春夏連覇へ、アーチ攻勢=大阪桐蔭、後半に地力―高校野球

 五回を終えて2―3。大阪桐蔭の夏の戦いは、予期せぬ劣勢で幕を開けた。「粘って後半勝負だ」。ベンチで飛び交った言葉通り、春の王者の地力はここから発揮された。
 選抜大会で11本放った本塁打が、この日も要所で飛び出した。六回先頭の海老根の打球はぐんぐん伸びて左翼席へ。「かち上げてしまったけど、浜風が押してくれた」。そう振り返った一発で追い付いた。七回も先頭伊藤が真ん中の速球を捉えて勝ち越しソロ。さらに後続の3連打で2点を加えた。「後半に粘り強い攻撃ができるというのはテーマ。ギアを上げて仕留めてくれた」と西谷監督。
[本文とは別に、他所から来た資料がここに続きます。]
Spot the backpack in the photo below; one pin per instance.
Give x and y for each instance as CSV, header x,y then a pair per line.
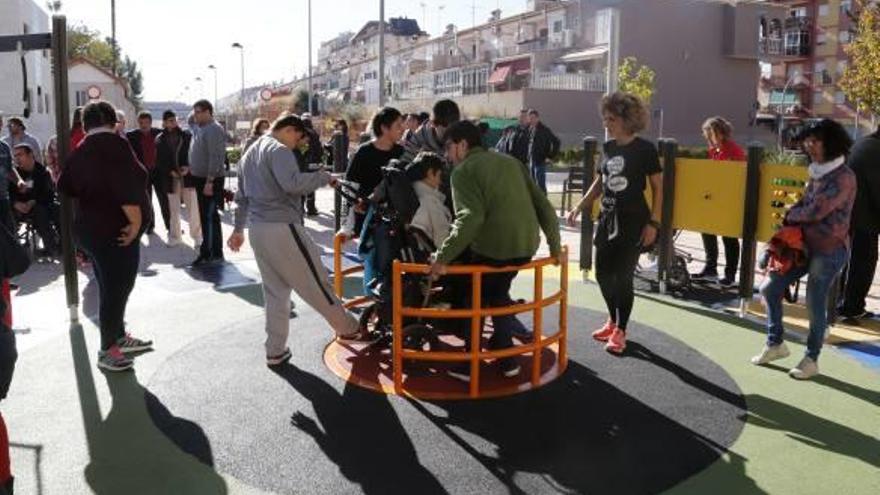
x,y
397,190
14,259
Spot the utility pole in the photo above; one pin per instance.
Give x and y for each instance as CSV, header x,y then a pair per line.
x,y
310,57
381,53
214,68
113,34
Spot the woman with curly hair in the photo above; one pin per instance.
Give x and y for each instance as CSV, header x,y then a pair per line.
x,y
627,225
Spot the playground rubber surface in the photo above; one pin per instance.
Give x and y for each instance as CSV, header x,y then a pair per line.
x,y
300,429
682,411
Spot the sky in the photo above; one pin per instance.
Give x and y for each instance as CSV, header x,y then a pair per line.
x,y
174,41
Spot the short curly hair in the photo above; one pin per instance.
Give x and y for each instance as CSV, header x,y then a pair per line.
x,y
720,126
627,107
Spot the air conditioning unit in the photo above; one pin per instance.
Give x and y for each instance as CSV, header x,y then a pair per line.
x,y
567,38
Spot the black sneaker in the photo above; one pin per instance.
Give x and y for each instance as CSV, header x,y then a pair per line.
x,y
705,275
461,372
279,359
855,317
509,367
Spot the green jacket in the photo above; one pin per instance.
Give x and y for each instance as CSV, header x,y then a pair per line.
x,y
498,210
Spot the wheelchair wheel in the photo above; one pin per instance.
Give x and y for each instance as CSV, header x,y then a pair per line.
x,y
419,337
369,318
678,277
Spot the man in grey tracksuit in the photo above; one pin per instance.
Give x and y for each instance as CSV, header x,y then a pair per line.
x,y
270,188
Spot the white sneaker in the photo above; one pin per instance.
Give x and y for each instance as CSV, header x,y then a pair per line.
x,y
771,353
805,370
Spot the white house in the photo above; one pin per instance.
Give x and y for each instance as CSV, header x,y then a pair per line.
x,y
88,82
26,17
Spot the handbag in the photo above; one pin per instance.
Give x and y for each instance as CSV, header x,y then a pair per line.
x,y
14,259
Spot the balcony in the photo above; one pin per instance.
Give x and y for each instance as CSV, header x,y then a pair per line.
x,y
571,82
771,46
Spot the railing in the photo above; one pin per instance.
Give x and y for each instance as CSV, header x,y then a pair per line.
x,y
576,82
477,313
475,355
771,46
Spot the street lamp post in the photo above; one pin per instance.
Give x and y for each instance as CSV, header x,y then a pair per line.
x,y
381,53
310,57
214,68
241,49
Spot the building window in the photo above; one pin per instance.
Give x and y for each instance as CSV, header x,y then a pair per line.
x,y
603,27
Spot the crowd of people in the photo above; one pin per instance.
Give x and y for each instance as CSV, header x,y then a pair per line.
x,y
475,205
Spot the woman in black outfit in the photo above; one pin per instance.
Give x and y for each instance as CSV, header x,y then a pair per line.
x,y
626,224
110,187
366,165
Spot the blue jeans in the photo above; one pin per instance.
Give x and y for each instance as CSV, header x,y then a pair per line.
x,y
823,270
539,174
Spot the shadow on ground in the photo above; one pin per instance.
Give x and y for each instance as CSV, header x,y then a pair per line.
x,y
128,453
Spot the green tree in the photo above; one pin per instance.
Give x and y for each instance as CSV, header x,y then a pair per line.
x,y
131,73
860,79
636,78
83,42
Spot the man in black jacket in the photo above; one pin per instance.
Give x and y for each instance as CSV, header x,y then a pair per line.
x,y
865,162
33,199
543,146
172,177
518,145
143,142
315,154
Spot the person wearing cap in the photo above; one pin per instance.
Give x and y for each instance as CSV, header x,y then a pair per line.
x,y
18,134
143,142
172,176
270,188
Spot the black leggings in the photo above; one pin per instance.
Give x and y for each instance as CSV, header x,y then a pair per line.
x,y
115,271
615,265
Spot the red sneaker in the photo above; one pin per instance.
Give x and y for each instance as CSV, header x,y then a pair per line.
x,y
617,342
603,333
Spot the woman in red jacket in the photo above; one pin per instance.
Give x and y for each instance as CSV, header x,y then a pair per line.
x,y
718,132
110,185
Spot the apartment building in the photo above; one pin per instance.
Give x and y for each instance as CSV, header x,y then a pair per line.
x,y
27,17
811,43
554,57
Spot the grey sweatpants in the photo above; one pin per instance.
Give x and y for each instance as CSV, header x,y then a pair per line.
x,y
289,260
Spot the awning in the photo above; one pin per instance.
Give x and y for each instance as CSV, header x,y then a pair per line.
x,y
499,76
583,55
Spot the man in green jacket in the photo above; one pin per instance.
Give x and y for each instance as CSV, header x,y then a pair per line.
x,y
498,213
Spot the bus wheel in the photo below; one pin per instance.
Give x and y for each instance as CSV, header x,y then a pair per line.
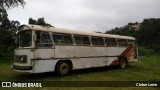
x,y
122,63
62,68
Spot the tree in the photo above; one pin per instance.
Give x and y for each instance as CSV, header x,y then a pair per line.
x,y
39,21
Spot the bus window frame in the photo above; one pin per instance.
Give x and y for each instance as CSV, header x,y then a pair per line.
x,y
44,45
82,43
62,34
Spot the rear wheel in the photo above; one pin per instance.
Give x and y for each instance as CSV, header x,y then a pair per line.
x,y
122,63
62,68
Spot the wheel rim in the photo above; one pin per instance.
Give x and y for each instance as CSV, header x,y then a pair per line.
x,y
64,69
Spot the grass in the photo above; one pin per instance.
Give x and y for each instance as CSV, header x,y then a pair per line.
x,y
146,69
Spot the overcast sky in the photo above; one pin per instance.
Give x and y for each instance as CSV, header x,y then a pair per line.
x,y
87,15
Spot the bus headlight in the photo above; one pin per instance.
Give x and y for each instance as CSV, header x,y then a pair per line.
x,y
20,59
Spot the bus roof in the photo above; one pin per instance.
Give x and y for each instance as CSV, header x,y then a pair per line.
x,y
61,30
 圧倒的な強さを見せた選抜も、鳴門(徳島)との1回戦は3―1と僅差だった。海老根は「初戦の難しさは分かっていた」と言ったが、負ければ3年間が終わる夏の緊張感は想像以上。先発川原は制球力を乱して3点を失い、打線はフライを打たされた。失策やけん制死なども目立った。
 2打点の松尾は「久しぶりにここ(甲子園)で試合をやって、感覚的につかめたこともある。そこを踏まえてやっていきたい」。盤石の試合ではなかったが、3度目の春夏連覇へ力強く一歩を踏み出した。